The difference will quite literally kill you
It turns out that physical buttons work better than touch screens in cars.
This shocking news surprises absolutely no one, except for automotive marketing departments, the interface designers who are paid to f%$# up user interfaces, and, of course, Elon Musk:
The screens in modern cars keep getting bigger. Design teams at most car manufacturers love to ditch physical buttons and switches, although they are far superior safety-wise.
That is the conclusion when Swedish car magazine Vi Bilägare performed a thurough test of the HMI system (Human-Machine Interface) in a total of twelve cars this summer.
Inspiration for the screen-heavy interiors in modern cars comes from smartphones and tablets. Designers want a ”clean” interior with minimal switchgear, and the financial department wants to lower the cost. Instead of developing, manufacturing and keeping physical buttons in stock for years to come, car manufacturers are keen on integrating more functions into a digital screen which can be updated over time.
So in what way have these screens affected safety? Vi Bilägare gathered eleven modern cars from different manufacturers at an airfield och measured the time needed for a driver to perform different simple tasks, such as changing the radio station or adjusting the climate control. At the same time, the car was driven at 110 km/h (68 mph). We also invited an ”old-school” car without a touchscreen, a 17-year-old Volvo V70, for comparison.
One important aspect of this test is that the drivers had time to get to know the cars and their infotainment systems before the test started.

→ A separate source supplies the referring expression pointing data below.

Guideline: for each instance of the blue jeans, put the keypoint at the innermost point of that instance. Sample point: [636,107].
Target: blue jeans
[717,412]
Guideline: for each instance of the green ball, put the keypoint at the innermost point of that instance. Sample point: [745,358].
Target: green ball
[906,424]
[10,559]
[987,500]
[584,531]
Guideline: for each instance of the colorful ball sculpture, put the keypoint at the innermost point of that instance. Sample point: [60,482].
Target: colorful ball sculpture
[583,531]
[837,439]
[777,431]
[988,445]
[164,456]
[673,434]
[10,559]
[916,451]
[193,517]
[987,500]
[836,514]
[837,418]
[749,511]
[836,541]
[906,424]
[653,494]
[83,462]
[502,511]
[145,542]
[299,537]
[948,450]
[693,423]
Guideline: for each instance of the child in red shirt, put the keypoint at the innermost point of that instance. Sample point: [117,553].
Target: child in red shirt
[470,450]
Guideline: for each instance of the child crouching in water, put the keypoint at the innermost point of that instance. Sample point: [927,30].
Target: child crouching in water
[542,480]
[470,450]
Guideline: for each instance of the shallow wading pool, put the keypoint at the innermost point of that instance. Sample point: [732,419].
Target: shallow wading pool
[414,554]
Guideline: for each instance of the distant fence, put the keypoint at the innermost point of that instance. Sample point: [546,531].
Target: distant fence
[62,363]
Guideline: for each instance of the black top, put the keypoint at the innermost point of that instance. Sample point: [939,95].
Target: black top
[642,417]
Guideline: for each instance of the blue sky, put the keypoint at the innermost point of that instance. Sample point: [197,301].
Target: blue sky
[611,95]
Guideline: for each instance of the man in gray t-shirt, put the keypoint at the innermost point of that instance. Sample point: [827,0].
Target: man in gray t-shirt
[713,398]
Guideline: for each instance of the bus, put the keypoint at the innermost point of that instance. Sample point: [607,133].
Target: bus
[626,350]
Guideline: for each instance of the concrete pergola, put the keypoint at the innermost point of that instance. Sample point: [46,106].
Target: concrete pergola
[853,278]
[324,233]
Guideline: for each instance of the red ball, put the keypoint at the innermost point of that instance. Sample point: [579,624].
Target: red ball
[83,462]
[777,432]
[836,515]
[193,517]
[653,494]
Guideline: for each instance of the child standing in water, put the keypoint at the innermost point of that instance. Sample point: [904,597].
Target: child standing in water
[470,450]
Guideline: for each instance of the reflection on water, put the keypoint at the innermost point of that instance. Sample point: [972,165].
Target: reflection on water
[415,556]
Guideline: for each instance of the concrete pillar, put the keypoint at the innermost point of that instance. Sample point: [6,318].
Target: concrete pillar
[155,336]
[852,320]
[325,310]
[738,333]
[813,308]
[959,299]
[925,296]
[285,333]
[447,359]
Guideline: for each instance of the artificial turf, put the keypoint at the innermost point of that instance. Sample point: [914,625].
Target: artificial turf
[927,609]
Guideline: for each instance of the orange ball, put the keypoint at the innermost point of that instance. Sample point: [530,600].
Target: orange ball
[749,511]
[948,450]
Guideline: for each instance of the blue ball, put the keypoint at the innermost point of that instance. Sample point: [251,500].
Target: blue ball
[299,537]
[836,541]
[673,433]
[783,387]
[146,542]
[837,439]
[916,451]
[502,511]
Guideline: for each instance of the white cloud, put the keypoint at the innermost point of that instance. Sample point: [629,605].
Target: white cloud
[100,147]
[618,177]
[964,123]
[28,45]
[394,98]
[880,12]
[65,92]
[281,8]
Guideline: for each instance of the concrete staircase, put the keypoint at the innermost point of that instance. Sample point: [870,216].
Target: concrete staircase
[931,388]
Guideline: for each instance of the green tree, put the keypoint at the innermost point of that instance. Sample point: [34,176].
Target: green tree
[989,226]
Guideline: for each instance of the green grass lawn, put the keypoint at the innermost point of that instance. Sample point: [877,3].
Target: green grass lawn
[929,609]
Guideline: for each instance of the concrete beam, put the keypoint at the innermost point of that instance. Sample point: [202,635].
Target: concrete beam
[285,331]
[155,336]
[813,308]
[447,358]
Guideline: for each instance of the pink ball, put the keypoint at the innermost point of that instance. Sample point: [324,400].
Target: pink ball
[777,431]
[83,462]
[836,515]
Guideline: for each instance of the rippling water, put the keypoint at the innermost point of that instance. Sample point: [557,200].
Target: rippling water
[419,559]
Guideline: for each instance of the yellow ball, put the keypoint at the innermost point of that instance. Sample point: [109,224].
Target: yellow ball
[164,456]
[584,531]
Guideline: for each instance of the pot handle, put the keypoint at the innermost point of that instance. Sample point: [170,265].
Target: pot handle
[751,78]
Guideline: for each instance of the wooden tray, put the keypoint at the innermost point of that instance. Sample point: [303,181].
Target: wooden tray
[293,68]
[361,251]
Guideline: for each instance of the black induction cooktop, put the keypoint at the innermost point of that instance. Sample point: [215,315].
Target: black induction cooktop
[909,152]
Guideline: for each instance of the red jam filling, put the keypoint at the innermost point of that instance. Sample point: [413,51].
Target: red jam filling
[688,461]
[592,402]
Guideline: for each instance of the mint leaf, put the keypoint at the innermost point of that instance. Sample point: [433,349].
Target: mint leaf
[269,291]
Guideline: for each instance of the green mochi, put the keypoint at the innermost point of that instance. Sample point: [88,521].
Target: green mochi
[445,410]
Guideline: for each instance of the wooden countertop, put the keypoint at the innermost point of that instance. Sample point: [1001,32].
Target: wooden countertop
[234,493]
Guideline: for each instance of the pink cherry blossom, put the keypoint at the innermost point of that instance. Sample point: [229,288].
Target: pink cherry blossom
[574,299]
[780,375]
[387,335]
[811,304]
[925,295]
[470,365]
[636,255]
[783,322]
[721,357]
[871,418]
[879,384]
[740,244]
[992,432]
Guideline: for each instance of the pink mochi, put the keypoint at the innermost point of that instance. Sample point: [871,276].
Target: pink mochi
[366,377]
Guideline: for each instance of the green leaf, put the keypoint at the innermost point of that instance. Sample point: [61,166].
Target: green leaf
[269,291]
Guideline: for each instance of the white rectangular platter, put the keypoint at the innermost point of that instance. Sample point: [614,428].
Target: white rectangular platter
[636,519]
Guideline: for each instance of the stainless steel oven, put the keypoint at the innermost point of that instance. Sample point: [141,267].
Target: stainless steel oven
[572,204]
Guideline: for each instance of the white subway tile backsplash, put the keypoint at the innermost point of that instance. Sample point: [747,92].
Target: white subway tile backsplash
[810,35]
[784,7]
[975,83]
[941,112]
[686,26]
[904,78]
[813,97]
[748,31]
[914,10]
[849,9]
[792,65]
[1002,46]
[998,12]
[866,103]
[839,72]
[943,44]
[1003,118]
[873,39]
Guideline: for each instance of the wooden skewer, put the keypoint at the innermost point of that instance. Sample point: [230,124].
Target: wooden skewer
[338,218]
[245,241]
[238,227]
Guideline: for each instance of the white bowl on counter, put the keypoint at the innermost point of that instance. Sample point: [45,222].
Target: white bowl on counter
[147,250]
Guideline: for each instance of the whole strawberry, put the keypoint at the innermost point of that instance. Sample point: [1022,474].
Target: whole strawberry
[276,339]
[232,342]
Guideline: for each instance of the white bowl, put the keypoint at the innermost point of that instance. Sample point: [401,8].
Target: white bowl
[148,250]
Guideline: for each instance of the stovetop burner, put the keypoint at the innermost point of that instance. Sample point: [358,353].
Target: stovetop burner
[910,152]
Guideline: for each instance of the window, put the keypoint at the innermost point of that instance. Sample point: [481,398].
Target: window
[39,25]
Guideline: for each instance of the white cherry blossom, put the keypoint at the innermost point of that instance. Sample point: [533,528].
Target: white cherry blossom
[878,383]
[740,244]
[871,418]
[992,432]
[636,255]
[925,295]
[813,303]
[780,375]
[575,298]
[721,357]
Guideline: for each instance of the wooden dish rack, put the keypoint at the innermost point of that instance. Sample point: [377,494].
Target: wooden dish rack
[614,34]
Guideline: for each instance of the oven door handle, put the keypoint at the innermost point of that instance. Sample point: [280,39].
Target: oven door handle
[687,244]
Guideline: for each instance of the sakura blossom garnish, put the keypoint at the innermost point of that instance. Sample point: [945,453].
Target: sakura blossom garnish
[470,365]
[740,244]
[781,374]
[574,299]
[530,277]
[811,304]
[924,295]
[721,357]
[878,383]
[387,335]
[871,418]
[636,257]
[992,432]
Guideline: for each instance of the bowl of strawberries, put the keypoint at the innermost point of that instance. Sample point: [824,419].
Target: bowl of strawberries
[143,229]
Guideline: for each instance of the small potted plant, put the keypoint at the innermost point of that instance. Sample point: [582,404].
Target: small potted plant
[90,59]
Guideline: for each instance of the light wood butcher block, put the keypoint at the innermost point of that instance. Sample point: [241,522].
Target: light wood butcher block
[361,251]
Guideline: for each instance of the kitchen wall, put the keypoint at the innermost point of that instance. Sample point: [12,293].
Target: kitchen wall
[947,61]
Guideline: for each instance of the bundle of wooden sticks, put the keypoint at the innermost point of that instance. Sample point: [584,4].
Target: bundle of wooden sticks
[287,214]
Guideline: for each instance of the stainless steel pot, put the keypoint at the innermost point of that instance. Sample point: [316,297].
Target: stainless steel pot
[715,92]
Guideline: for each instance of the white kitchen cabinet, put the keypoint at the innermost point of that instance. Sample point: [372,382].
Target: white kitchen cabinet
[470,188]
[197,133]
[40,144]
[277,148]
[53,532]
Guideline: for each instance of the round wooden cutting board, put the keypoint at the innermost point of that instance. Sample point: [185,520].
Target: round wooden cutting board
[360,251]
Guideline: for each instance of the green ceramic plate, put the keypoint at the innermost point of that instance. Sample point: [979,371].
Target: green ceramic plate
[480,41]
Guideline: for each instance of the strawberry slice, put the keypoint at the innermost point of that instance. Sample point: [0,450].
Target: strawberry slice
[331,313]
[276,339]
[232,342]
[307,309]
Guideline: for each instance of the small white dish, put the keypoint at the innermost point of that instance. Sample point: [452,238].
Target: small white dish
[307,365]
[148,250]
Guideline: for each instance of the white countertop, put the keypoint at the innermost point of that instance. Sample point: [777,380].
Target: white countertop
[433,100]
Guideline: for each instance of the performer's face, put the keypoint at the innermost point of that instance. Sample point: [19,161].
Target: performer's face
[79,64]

The carmakers are keen to point out that many features now can be activated by voice. But the voice control systems are not always easy to use, they can’t control every function and they don’t always work as advertised, which is why the voice control systems were not tested in this experiment.
The results speak for themselves. The worst-performing car needs 1,400 meters to perform the same tasks for which the best-performing car only needs 300 meters.
This is the modern equivalent of tail fins, which at their height were impaling and slicing pedestrians.
Based on my experience with my rental car this week, I had the profound misfortune of being “upgraded” to a Ford Expedition with all the bells and whistles, because they were out of midsize cars.
It looks, and drives, like the Exxon Valdez, and all of the bells and whistles, whether it’s the multi-function screen, or the dial type shifter, make things worse.
I don’t like the fact that getting into the vehicle resembles climbing K2, and I dislike the view out of the vehicle, you can literally hide a kindergarten class from the driver, even.